When we do a large read against a COW sparse file, pages that have not been updated in the primary will not be in the sparse file and we will have to read from the primary’s file. This is done on a page by page basis so can result in many reads against the primary for a single read in the snapshot DB.

If the pages have been pushed over to the snapshot’s COW file then they can be read in a large read.

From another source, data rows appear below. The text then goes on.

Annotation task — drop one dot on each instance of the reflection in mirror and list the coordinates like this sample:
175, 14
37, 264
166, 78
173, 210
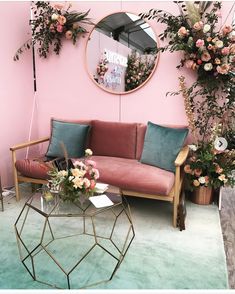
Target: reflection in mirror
121, 52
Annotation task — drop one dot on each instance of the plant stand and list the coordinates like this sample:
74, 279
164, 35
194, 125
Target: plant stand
202, 195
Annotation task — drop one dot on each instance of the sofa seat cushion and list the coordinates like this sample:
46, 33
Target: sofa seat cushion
33, 168
132, 175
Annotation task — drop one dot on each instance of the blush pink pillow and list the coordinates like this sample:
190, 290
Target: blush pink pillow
115, 139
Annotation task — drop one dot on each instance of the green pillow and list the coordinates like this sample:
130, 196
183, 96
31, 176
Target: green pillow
162, 145
73, 135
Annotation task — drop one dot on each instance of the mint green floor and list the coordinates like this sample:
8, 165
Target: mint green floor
160, 257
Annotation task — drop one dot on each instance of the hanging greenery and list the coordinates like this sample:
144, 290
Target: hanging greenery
50, 24
208, 50
138, 69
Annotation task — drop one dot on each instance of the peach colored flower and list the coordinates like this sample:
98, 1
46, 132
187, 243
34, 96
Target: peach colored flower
232, 49
68, 35
207, 179
225, 51
58, 6
92, 184
223, 178
196, 183
218, 169
192, 159
61, 20
187, 169
189, 63
205, 56
208, 66
75, 26
59, 28
227, 29
210, 47
219, 44
197, 172
200, 43
223, 69
198, 26
182, 32
86, 183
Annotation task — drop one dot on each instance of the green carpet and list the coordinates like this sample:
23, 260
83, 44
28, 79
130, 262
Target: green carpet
160, 257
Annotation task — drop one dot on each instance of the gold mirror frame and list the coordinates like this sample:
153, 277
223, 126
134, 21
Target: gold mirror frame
101, 25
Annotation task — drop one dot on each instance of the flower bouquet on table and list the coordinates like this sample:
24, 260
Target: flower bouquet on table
52, 22
75, 183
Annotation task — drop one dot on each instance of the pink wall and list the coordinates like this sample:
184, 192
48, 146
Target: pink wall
65, 89
16, 92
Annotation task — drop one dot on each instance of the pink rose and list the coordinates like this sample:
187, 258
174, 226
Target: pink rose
61, 20
198, 26
227, 29
189, 63
200, 43
232, 49
223, 69
68, 35
225, 51
182, 32
205, 56
59, 28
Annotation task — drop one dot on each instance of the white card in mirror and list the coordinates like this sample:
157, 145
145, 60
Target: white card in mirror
100, 201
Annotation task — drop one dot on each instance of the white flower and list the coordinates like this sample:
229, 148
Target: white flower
54, 16
208, 66
193, 147
219, 44
206, 28
202, 180
88, 152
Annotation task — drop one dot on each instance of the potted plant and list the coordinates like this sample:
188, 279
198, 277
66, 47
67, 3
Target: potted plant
209, 167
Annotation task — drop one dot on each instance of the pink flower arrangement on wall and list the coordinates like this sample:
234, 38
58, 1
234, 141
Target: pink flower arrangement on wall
50, 24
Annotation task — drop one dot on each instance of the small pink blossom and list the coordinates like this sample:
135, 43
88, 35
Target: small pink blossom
200, 43
227, 29
182, 32
59, 28
68, 35
205, 56
225, 51
198, 26
223, 69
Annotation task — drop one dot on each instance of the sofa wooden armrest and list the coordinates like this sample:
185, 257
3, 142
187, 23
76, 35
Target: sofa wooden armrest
29, 143
17, 177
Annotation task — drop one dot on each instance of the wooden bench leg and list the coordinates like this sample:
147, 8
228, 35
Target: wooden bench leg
15, 176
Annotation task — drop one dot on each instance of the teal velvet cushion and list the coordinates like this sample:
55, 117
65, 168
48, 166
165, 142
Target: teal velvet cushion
162, 145
73, 135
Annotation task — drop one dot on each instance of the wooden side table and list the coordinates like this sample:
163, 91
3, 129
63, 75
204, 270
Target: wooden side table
1, 196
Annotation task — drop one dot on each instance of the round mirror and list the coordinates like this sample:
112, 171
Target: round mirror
121, 53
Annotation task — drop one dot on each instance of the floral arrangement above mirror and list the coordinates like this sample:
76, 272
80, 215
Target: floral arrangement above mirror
121, 53
50, 24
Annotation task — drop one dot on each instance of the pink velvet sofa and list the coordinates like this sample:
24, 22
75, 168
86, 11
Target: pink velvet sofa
117, 149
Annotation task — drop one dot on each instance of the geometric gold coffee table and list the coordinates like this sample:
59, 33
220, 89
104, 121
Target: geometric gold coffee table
69, 245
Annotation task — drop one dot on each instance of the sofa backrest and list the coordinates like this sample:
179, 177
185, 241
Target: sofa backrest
116, 139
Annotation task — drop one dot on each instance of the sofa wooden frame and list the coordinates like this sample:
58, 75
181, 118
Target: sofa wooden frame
173, 196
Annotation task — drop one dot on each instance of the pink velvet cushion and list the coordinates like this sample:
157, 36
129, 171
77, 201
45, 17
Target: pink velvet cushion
113, 139
33, 168
132, 175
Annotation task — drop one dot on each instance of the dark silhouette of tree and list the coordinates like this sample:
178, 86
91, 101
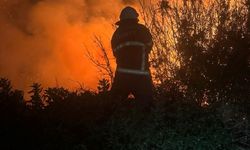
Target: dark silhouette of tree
36, 96
103, 86
201, 47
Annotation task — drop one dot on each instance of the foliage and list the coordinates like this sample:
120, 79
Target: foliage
89, 120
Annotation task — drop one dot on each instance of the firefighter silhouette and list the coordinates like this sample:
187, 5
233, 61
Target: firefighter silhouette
131, 44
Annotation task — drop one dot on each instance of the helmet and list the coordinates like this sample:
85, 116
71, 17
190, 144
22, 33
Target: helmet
128, 13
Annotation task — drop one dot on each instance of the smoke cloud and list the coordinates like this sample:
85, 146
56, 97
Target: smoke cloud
43, 41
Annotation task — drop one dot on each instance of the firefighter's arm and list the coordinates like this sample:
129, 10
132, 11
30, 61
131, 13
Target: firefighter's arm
149, 42
113, 43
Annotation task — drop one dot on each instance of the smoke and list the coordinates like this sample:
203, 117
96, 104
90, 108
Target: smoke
43, 41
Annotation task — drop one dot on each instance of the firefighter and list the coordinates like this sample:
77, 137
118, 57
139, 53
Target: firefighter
131, 44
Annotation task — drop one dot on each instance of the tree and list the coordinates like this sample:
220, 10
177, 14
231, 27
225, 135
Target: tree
202, 47
36, 97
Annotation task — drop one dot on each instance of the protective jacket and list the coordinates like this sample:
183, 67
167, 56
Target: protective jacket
131, 44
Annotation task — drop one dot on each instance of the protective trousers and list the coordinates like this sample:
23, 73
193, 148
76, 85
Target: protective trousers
139, 85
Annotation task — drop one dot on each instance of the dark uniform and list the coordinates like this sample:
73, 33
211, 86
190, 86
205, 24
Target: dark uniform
131, 44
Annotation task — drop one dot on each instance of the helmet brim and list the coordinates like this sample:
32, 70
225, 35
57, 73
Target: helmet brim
120, 21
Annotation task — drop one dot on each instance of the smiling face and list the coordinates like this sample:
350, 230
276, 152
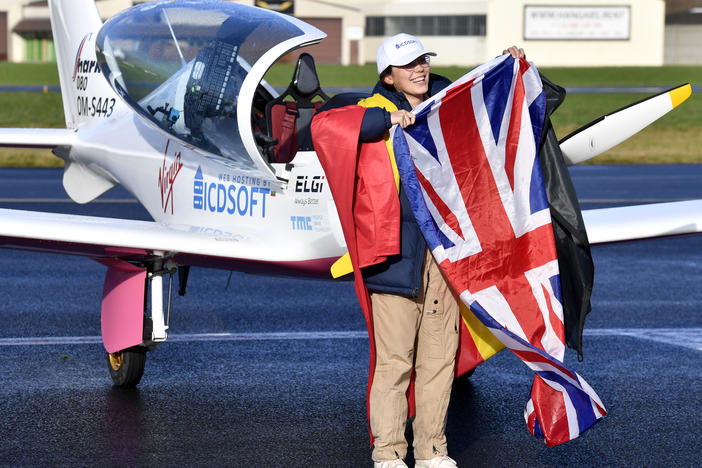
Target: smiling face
412, 80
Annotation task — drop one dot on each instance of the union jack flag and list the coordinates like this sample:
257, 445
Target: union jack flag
470, 168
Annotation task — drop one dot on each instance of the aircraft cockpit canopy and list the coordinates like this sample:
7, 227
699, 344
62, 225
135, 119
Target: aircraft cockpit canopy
181, 65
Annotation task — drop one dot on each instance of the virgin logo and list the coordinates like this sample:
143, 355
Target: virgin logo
166, 178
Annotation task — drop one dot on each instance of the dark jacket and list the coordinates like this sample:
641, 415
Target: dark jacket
400, 274
574, 258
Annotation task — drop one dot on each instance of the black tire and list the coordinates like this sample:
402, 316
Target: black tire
127, 366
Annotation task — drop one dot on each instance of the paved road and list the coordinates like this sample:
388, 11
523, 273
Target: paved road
285, 385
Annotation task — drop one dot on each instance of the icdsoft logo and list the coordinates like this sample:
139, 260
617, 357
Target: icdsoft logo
402, 44
231, 196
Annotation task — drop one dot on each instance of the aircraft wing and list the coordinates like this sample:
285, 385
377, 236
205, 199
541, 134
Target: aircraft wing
98, 237
643, 221
36, 137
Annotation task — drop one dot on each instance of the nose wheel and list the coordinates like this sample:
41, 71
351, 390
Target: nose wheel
127, 366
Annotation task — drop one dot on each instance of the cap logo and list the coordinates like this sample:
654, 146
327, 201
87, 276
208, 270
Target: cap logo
402, 44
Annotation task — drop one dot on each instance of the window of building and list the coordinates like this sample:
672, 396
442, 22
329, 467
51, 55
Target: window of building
458, 25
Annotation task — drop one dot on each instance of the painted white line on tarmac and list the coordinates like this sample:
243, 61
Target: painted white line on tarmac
66, 200
189, 337
686, 337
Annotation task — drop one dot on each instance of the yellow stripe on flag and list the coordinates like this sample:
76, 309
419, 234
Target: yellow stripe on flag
484, 340
343, 265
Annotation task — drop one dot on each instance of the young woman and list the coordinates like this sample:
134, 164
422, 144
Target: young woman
415, 313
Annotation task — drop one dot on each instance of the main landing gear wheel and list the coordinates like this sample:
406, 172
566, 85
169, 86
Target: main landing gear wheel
127, 366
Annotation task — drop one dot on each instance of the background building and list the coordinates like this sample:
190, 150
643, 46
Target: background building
463, 32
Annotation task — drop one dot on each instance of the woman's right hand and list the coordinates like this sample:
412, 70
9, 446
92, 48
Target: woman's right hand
402, 118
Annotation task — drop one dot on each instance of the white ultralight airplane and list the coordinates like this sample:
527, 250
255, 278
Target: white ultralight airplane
168, 99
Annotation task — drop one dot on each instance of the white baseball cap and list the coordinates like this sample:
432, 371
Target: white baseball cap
398, 50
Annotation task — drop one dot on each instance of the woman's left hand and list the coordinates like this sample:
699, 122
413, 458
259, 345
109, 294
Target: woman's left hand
514, 51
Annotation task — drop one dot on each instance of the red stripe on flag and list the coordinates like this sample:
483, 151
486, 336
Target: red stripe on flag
444, 210
515, 124
504, 258
533, 356
551, 412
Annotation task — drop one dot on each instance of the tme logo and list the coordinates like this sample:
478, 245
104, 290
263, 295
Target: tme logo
166, 178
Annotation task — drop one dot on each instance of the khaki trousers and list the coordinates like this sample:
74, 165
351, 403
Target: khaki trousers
413, 334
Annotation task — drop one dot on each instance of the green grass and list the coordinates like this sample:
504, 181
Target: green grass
28, 74
675, 138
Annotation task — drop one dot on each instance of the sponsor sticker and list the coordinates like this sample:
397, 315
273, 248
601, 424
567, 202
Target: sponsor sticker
231, 195
167, 174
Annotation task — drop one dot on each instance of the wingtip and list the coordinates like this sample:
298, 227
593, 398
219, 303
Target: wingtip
680, 94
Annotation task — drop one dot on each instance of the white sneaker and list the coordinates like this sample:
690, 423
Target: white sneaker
443, 461
397, 463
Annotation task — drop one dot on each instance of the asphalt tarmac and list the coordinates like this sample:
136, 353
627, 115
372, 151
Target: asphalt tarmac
271, 372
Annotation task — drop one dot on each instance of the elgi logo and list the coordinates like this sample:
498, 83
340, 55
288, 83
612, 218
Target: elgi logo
303, 184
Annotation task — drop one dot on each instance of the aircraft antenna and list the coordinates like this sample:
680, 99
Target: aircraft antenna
170, 28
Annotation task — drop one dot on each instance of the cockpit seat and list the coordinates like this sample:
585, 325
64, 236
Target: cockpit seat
289, 115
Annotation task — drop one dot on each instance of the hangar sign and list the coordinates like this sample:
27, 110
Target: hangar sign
542, 22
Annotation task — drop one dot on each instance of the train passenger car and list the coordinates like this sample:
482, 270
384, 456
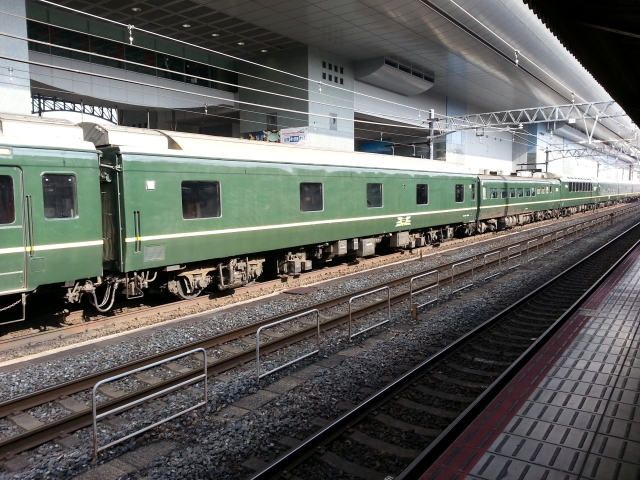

Essentially, we’ll only do large reads against pages that have been pushed into the snapshot.

The broken up reads against the primary are issued in parallel, so while it is more IOs it is not necessarily a longer time to do those IOs.

Sparse file reads themselves are not likely very optimal since they are by definition fragmented, so OS will likely end up breaking up those reads anyway.

So the activity that I am seeing is natural and normal and that explanation does highlight the physical differences that are necessitated when reading a snapshot.

So back to the problem in hand, to fix the queries that were running slow in the real examples I used the FORCESCAN hint which will prevent the nested loop operation and enable SQLServer to do larger page reads against the database file for those unchanged pages in the snapshot, this did have a dramatic effect.

Have you seen similar activity before ? Is this only an issue for slow or overloaded io systems ? I’d love to know what you have witnessed.